Building upon @richardec's answer, here is a possible solution, in case it can help others.

import numpy as np

def adjust_offsets(values, offsets) -> np.ndarray:
    # Creates bins describing when duplicates start and when they end.
    _, indexes, counts = np.unique(values, return_index=True, return_counts=True)
    duplicates = counts>1
    dup_starts = indexes[duplicates]
    dup_ends = dup_starts + counts[duplicates]
    # Zipping starts and ends.
    # Bins of duplicates are interlayed with bins of unique values.
    bins = np.dstack((dup_starts,dup_ends)).flatten()
    # Set start of bin for offsets falling in a bin.
    off_binned = np.digitize(offsets, bins, right=True)
    return np.unique(np.where((off_binned%2)==0,offsets,bins[off_binned-1]))

# Test setup 1 / starting with no duplicates
# idx:         0,1,2,3,4, 5, 6, 7, 8, 9,10,11,12,13,14,15,16,17,18,19,20,21
ar = np.array([4,5,8,8,8,10,11,11,13,14,15,15,18,19,20,21,22,22,22,22,22,22])
offsets = np.array([0,2,4,9,11,14,18,len(ar)-1])
off_adjusted = adjust_offsets(ar, offsets)
ref = np.array([ 0,  2,  9, 10, 14, 16])
assert np.array_equal(off_adjusted, ref)

# Test setup 2 / starting with duplicates
# idx:         0,1,2, 3, 4, 5, 6, 7, 8, 9,10,11,12,13,14,15,16,17,18,19
ar = np.array([8,8,8,10,11,11,13,14,15,15,18,19,20,21,22,22,22,22,22,22])
offsets = np.array([0,2,4,9,11,13,15,len(ar)-1])
off_adjusted = adjust_offsets(ar, offsets)
ref = np.array([ 0,  4,  8, 11, 13, 14])
assert np.array_equal(off_adjusted, ref)

I use 2 tests as a previous version I come up with would not work in case the array was not starting with duplicates.

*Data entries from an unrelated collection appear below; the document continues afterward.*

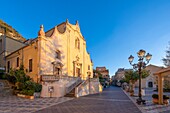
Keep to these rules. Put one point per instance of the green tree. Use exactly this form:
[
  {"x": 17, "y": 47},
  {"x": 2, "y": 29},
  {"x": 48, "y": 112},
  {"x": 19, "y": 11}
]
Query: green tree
[
  {"x": 166, "y": 59},
  {"x": 101, "y": 79},
  {"x": 132, "y": 76}
]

In 2 sentences, the algorithm follows the logic:

• if an offset value (index) fall in a bin defined by [start of duplicate, end of duplicate], then it is reset to 'start of duplicate'.
• if not, it is unmodified

There is possibly faster, as I could see from this related SO answer that np.diff is faster than np.unique and I think one can obtain the same kind of information with np.diff. I started assessing this possibility, but it grew too complex for me.